Отец Яков опять заходил.

— Господи Иисусе! — замахал он руками. — Святые угодники! И служить даже не могу… Вы вот про школу мне говорите, а я, как истукан, ничего не понимаю и только об еде думаю… Даже перед престолом… Впрочем… что же это я? — спохватился отец Яков. — Вам уезжать нужно. Простите-с, я ведь это так… извините…

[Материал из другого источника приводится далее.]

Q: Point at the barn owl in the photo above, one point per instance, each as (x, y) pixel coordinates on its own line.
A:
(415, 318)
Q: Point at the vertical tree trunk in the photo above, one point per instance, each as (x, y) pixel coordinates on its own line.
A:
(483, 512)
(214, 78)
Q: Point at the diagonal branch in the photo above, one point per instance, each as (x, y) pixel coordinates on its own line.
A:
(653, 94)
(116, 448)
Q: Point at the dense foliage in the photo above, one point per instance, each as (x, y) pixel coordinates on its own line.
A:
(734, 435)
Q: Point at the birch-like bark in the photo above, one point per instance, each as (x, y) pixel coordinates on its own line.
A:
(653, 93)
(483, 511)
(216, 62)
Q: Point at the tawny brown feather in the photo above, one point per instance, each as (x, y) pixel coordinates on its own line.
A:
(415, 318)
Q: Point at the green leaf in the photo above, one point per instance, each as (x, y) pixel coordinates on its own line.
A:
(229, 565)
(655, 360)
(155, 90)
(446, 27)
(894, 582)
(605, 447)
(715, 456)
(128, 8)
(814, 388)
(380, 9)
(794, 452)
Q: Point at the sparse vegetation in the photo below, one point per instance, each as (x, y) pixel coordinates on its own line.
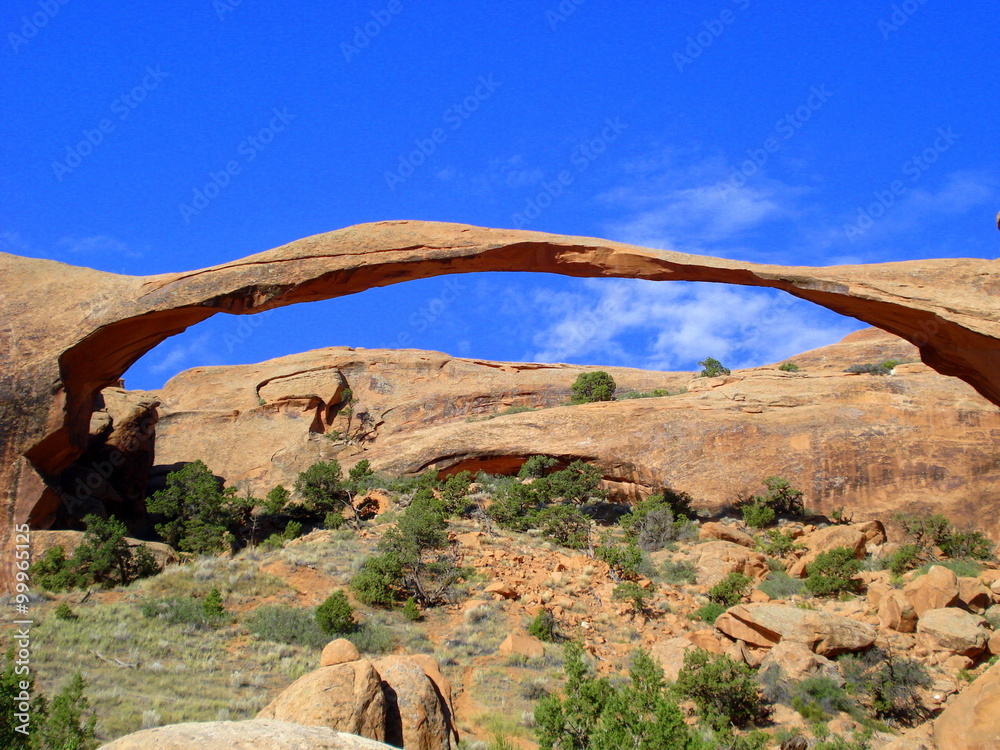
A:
(593, 386)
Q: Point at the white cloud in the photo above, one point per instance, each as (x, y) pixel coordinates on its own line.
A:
(97, 245)
(672, 325)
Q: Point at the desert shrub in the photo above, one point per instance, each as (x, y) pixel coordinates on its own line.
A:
(780, 585)
(731, 589)
(543, 626)
(513, 507)
(592, 386)
(283, 624)
(817, 698)
(537, 467)
(335, 616)
(103, 557)
(595, 714)
(411, 611)
(195, 512)
(455, 491)
(758, 515)
(723, 689)
(709, 612)
(624, 561)
(183, 610)
(832, 572)
(576, 483)
(678, 573)
(887, 684)
(563, 523)
(634, 594)
(906, 558)
(711, 368)
(778, 543)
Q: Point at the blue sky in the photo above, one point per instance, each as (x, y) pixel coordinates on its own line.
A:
(143, 139)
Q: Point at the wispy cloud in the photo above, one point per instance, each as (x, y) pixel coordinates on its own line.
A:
(97, 245)
(670, 326)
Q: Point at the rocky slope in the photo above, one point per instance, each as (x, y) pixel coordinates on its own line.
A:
(70, 332)
(914, 440)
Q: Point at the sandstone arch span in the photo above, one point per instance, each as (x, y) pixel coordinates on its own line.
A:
(67, 332)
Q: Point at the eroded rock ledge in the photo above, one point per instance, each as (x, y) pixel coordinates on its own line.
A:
(68, 332)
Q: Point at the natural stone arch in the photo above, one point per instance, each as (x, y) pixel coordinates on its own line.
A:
(69, 332)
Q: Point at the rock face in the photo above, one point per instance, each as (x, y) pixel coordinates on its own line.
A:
(403, 700)
(70, 332)
(242, 735)
(346, 697)
(766, 625)
(971, 721)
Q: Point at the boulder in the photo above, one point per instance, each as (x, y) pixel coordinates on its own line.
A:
(766, 625)
(256, 734)
(974, 595)
(525, 645)
(895, 612)
(722, 532)
(833, 537)
(953, 630)
(338, 651)
(669, 654)
(796, 661)
(971, 720)
(715, 560)
(417, 716)
(346, 697)
(935, 589)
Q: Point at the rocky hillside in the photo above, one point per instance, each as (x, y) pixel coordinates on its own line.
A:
(913, 440)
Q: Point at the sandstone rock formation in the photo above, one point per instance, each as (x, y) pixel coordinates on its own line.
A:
(766, 625)
(70, 332)
(255, 734)
(971, 721)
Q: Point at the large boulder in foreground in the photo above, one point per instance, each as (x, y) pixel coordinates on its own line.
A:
(255, 734)
(766, 625)
(971, 721)
(346, 697)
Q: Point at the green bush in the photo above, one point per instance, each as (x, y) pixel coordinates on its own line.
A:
(758, 515)
(711, 368)
(335, 616)
(832, 572)
(283, 624)
(543, 626)
(195, 512)
(724, 690)
(537, 467)
(592, 386)
(103, 557)
(731, 589)
(600, 716)
(780, 585)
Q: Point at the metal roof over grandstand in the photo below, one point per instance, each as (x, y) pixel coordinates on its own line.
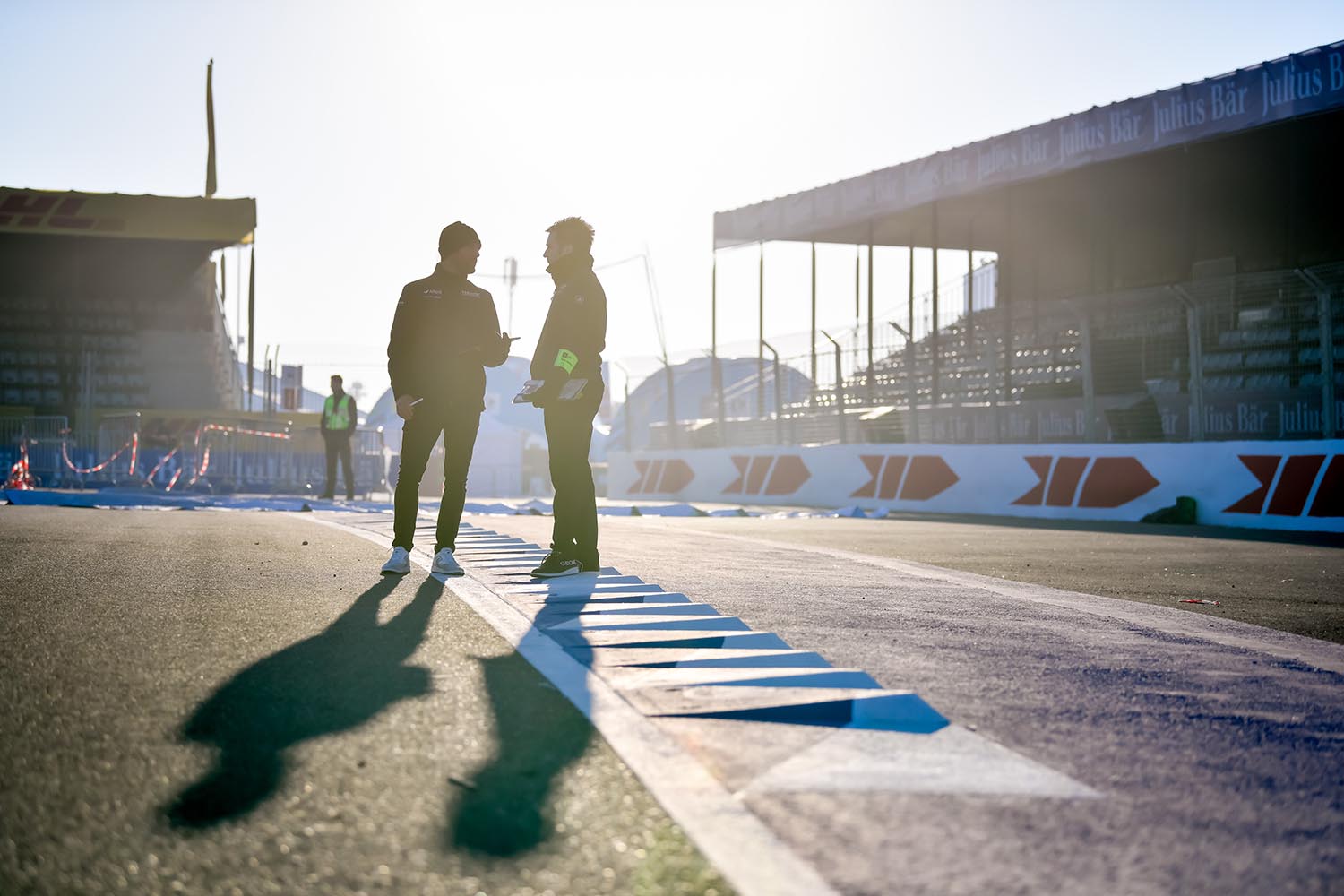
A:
(867, 209)
(217, 222)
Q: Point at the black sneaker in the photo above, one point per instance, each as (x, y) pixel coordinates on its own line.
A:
(556, 564)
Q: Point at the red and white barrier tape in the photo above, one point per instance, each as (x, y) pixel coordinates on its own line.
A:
(238, 430)
(160, 465)
(65, 454)
(21, 477)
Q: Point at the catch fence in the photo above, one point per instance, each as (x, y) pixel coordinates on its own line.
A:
(1238, 357)
(218, 454)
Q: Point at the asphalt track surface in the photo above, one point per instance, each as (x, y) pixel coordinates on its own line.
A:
(1214, 748)
(238, 702)
(201, 699)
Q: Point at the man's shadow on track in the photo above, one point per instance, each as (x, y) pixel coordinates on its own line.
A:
(503, 813)
(333, 681)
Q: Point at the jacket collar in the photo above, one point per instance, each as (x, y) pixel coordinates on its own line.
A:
(566, 269)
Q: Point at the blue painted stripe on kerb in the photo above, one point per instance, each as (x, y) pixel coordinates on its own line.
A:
(620, 622)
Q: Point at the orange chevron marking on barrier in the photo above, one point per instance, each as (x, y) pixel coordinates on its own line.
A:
(927, 476)
(1296, 476)
(769, 474)
(1115, 481)
(661, 476)
(1110, 482)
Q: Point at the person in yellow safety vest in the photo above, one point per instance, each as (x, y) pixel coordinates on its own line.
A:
(339, 419)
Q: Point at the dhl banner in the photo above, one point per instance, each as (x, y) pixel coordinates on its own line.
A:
(1266, 485)
(222, 222)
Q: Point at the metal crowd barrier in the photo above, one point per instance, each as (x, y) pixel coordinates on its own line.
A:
(222, 455)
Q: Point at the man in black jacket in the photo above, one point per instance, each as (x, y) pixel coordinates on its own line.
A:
(444, 335)
(570, 347)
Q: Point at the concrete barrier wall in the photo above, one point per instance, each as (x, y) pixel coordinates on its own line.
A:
(1271, 485)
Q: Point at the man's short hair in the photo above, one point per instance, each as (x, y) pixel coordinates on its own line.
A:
(575, 231)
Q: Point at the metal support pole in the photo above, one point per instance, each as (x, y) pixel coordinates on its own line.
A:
(871, 383)
(857, 300)
(910, 383)
(629, 411)
(761, 333)
(1196, 363)
(252, 323)
(672, 438)
(715, 368)
(935, 349)
(970, 316)
(910, 324)
(1325, 322)
(839, 383)
(779, 398)
(814, 341)
(1089, 379)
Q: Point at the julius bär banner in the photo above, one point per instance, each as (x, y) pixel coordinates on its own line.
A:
(1297, 85)
(220, 222)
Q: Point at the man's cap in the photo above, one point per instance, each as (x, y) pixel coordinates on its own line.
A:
(454, 237)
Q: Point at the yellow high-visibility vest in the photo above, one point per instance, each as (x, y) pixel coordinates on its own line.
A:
(336, 414)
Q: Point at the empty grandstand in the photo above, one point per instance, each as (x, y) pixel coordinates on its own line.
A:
(1166, 268)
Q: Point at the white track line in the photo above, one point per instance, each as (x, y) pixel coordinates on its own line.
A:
(731, 837)
(1322, 654)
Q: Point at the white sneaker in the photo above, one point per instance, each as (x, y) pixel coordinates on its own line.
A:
(446, 564)
(400, 563)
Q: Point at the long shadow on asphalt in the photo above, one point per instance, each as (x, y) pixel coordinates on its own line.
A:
(332, 681)
(503, 810)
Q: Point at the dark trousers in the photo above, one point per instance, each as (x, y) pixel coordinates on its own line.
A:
(418, 437)
(338, 446)
(569, 435)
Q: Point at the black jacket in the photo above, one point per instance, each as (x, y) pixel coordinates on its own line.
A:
(445, 330)
(575, 323)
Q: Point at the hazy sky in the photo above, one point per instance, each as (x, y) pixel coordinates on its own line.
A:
(362, 129)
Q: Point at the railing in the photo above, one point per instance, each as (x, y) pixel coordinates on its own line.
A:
(1250, 357)
(218, 454)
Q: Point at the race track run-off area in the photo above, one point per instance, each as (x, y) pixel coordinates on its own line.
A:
(234, 699)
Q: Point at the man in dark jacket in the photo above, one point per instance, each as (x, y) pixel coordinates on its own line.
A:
(570, 347)
(444, 335)
(339, 419)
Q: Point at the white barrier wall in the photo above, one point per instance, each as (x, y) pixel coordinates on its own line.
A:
(1268, 485)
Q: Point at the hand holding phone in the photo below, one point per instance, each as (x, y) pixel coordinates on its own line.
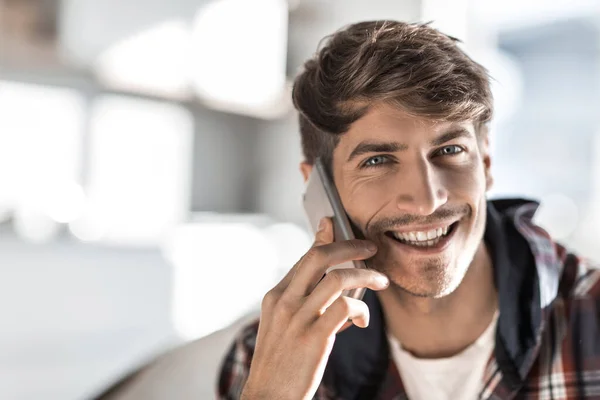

Кунин молча пожал руку отца Якова, проводил его до передней и, вернувшись в свой кабинет, остановился перед окном. Он видел, как отец Яков вышел из дому, нахлобучил на голову свою широкополую ржавую шляпу и тихо, понурив голову, точно стыдясь своей откровенности, пошел по дороге.

«А его лошади не видно», — подумал Кунин.

Помыслить, что священник все эти дни ходил к нему пешком, Кунин боялся: до Синькова было семь-восемь верст, а грязь на дороге стояла невылазная. Далее Кунин видел, как кучер Андрей и мальчик Парамон, прыгая через лужи и обрызгивая отца Якова грязью, подбежали к нему под благословение. Отец Яков снял шляпу и медленно благословил Андрея, потом благословил и погладил по голове мальчика.

Кунин провел рукой по глазам, и ему показалось, что рука его от этого стала мокрой. Он отошел от окна и мутными глазами обвел комнату, в которой ему еще слышался робкий, придушенный голос… Он взглянул на стол… К счастью, отец Яков забыл второпях взять с собой его проповеди… Кунин подскочил к ним, изорвал их в клочки и с отвращением швырнул под стол.